Pour les Plans nationaux d’adaptation (PNA), l’AFSA souligne la nécessité d’intégrer des actions agroécologiques, en particulier les initiatives paysannes axées sur la santé des sols, la restauration de la biodiversité, la gestion de l’eau et les systèmes semenciers, tout en privilégiant un financement basé sur des subventions pour la mise en œuvre locale.

S’agissant des Contributions déterminées au niveau national (CDN), elle appelle les Parties à intégrer l’agroécologie comme stratégie à la fois d’adaptation et d’atténuation, permettant de restaurer le carbone des sols, d’améliorer la biodiversité et de renforcer la souveraineté alimentaire, tout en assurant la cohérence avec les PNA et les cadres de transition juste.

La note d’orientation appelle également les négociateurs à adopter un cadre de Transition juste dans l’agriculture, centré sur les petits exploitants, les femmes, les jeunes et les peuples autochtones, afin d’intégrer l’agroécologie dans les stratégies de décarbonation tout en protégeant les moyens de subsistance.

Concernant le Financement climatique, l’AFSA plaide pour des mécanismes de financement accrus, prévisibles et basés sur des subventions, garantissant que les initiatives agroécologiques menées par les communautés bénéficient d’un appui direct, accessible et traçable.

Les recommandations de l’AFSA aux Parties à la COP30 sont sans équivoque : reconnaître l’agroécologie comme pierre angulaire pour parvenir à des systèmes alimentaires justes et durables ; opérationnaliser des indicateurs d’adaptation reflétant les réalités locales ; institutionnaliser la participation des communautés de base à la gouvernance climatique ; et mettre en place des mécanismes transparents de suivi du financement climatique.

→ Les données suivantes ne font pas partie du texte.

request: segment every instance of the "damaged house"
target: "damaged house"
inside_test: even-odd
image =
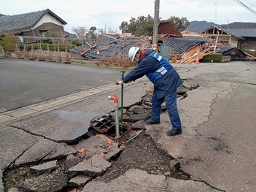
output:
[[[211,52],[203,50],[206,42],[203,36],[183,37],[180,30],[168,20],[162,20],[159,25],[158,45],[170,47],[170,62],[194,62]],[[129,47],[136,46],[151,48],[152,37],[113,37],[102,34],[100,42],[86,43],[85,45],[70,50],[86,58],[102,58],[121,54],[126,57]]]
[[[15,15],[0,15],[0,36],[9,32],[23,37],[43,37],[48,31],[64,37],[67,22],[50,9]]]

La note s’appuie sur de nombreuses données, montrant notamment que les pratiques agroécologiques peuvent réduire les coûts de production jusqu’à 60 %, restaurer la fertilité des sols par l’interculture de légumineuses, accroître les populations de pollinisateurs de 25 %, et diversifier les sources alimentaires pour améliorer la nutrition et la souveraineté.

Alors que la COP30 se déroule à Belém, la note d’orientation se présente comme l’appel de ralliement de l’AFSA pour que les Parties passent des engagements à l’action concrète, transformant les systèmes alimentaires africains par l’agroécologie — pour les peuples et pour la planète.